La baraccopoli di Rignano Garganico nel 2016
(ANSA/FACEBOOK ANDREA ORLANDO)
La baraccopoli di Rignano Garganico nel 2016 (ANSA/FACEBOOK ANDREA ORLANDO)

Nella notte tra domenica e lunedì un migrante gambiano è morto in un incendio nella baraccopoli “Torretta Antonacci” di Rignano Garganico, in provincia di Foggia. Si chiamava Yusupha Joof e aveva 35 anni. Il suo corpo è stato trovato dai vigili del fuoco all’interno di una delle baracche andate a fuoco. Al momento non si conoscono le cause dell’incendio, ma gli investigatori ipotizzano che possa essere stato causato da un corto circuito o dal malfunzionamento di una cucina allestita nelle baracche.

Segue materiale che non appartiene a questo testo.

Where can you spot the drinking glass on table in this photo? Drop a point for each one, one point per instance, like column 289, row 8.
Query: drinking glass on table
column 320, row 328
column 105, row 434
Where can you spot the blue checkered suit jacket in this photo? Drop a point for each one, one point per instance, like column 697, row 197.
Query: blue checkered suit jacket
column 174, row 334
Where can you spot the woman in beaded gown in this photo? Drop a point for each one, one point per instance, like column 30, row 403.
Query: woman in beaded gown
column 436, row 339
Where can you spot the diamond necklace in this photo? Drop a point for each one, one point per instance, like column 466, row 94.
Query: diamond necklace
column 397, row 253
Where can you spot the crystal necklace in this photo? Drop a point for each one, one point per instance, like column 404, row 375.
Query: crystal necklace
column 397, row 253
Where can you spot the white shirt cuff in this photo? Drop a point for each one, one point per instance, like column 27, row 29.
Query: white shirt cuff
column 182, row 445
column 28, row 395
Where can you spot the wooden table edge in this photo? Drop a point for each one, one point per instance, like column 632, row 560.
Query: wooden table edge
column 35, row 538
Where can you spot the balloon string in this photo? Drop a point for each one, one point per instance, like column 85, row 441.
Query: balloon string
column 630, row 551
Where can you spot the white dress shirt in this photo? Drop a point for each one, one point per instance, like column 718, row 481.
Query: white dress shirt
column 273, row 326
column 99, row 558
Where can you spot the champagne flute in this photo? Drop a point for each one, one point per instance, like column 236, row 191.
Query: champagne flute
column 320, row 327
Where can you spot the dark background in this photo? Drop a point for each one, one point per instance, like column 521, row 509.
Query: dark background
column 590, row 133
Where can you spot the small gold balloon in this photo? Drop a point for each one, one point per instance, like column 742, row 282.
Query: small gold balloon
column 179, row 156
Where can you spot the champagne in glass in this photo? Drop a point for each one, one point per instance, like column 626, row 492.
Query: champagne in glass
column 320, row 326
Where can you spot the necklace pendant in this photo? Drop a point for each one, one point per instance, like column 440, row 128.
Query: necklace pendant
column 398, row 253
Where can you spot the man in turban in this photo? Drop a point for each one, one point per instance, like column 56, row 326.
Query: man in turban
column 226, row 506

La baraccopoli di Rignano Garganico è conosciuta anche come il “ghetto di Rignano” e ci vivono da anni centinaia di migranti che lavorano come braccianti nei campi della provincia di Foggia. Le pessime condizioni di vita nella baraccopoli sono state denunciate molto spesso da Aboubakar Soumahoro, noto attivista impegnato per i diritti delle persone migranti e dei lavoratori. Nel 2017 c’era già stato un incendio nella baraccopoli: erano morti due migranti.